It would be nice to credit me, but you don’t have to do that.

## Heat has no hair (from Eli Rabett)

See Eli’s post.

Excerpt:

We can summarize the data in the figure above adding that ~40 W/m2 go directly from the surface to space as IR radiation of the 398 W/m2 leaving the surface. In and out in the table … [AT THE POST] … means into and out the surface the atmosphere and space respectively. In is taken as a positive addition to the heat content and negative a decrease …

… The important point is to realize that surface IR radiation absorbed in the atmosphere is rapidly (10 μs) thermalized and converted into random motion of the molecules in the atmosphere, just as is latent heat from condensation of water vapor and from sensible heat. Very little, less than a part per million, is directly radiated back to the surface and we can neglect that.

The 342 W/m2 of back radiation is OBSERVED, so this ain’t a model or a theory, where does it come from? It comes from ALL of the sources pushing heat into the atmosphere, from the convective and radiative heat transfer from the surface.

###### (Emphasis in the original.)

Perhaps it’s just my physics training, but I never understood the primacy some (even scientists) put on the primacy of convection in terms of climate. I mean, sure, a Bunch of energy can come into the convective-dominated part of the climate system, and it might reside there for a duration, perhaps even long, but, really, that doesn’t matter. Eli’s point is that if a different bunch of the same amount doesn’t leave the climate system, it’ll warm. And it doesn’t matter how long the first bunch is in the climate system, or what path it takes through it, or anything of the kind.

So, to me, this idea that the various oscillations, like NAO or PDO or ENSO somehow have something substantial to do with the overall climate and problem is specious. Yeah, there are big energy flows from one part of the system to the other, just as there are big flows of Carbon to and from oceans to atmosphere, but that’s just slosh, and the point is the net balance. And human emissions of (about) 10 GtC per annum are affecting that a lot.

## Blackbody radiation and the greenhouse effect, via plates (from Eli Rabett)

See Eli’s post.

Excerpt:

Eli can keep on adding plates, Ms. Rabett has gone out to buy some extras. Here is the red plate special. If somebunny works it through they will find that b’=3/4 a, go another plate and, as Christian pointed out, now b’ has increased to 4/5 a and so on.

Eli has not said anything about how the heat is being transferred, radiation, convection or conduction but since heat transfer, no matter the mechanism, is always proportional to temperature, the temperature of the blue plate must increase as more plates are added.

## The Democrats have no plan to address Climate Change (either)

… [T]he Democratic Party does not have a plan to address climate change. This is true at almost every level of the policy-making process: It does not have a consensus bill on the issue waiting in the wings; it does not have a shared vision for what that bill could look like; and it does not have a guiding slogan—like “Medicare for all”—to express how it wants to stop global warming.

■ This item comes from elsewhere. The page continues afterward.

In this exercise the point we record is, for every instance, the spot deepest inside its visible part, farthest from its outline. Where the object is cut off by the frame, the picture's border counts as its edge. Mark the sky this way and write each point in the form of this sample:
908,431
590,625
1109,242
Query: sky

Many people in the party know that they want to do something about climate change, but there’s no agreement about what that something may be.

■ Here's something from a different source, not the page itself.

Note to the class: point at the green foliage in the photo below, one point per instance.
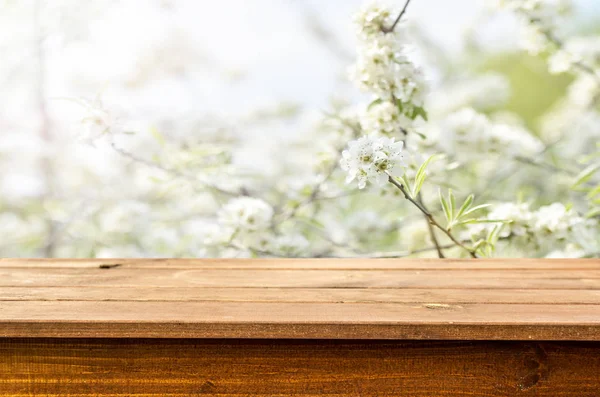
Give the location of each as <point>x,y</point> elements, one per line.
<point>534,90</point>
<point>460,216</point>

This is not for lack of trying. Democrats have struggled to formulate a post-Obama climate policy because substantive political obstacles stand in their way. They have not yet identified a mechanism that will make a dent in Earth’s costly, irreversible warming while uniting the many factions of their coalition. These problems could keep the party scrambling to face the climate crisis for years to come.

This remains true. The only Democrats in the national view who keep mitigation of climate change in focus are Senator Bernie Sanders and Senator Sheldon Whitehouse. In fact, Senator Sanders and Senator Whitehouse are the only ones with plans, this being Senator Sanders’, and this being Senator Whitehouse, quite contrary to the impression The Atlantic article gives. Also, the claim that “Unlike Clinton’s policies, Sanders would surely have required a Democratic Congress to enshrine his policies”, is completely disingenuous. Only the most limited policies can be enacted without Congress, but that never should be a reason for failing to champion them or make excuses for why they can’t be done, like President Obama’s insistence that we cannot sacrifice economic growth in the pursuit of climate mitigation.

So, I would suggest that what The Atlantic and I mean here is that the standard, vanilla-flavored Democratic Party has no idea about what to do, and it doesn’t really care. What it cares about is winning, and it will compromise on policy in order to make that happen.

This is predominantly why Claire and I are so supportive of Bob Massie as Democratic candidate for governor of Massachusetts. See his position on climate change.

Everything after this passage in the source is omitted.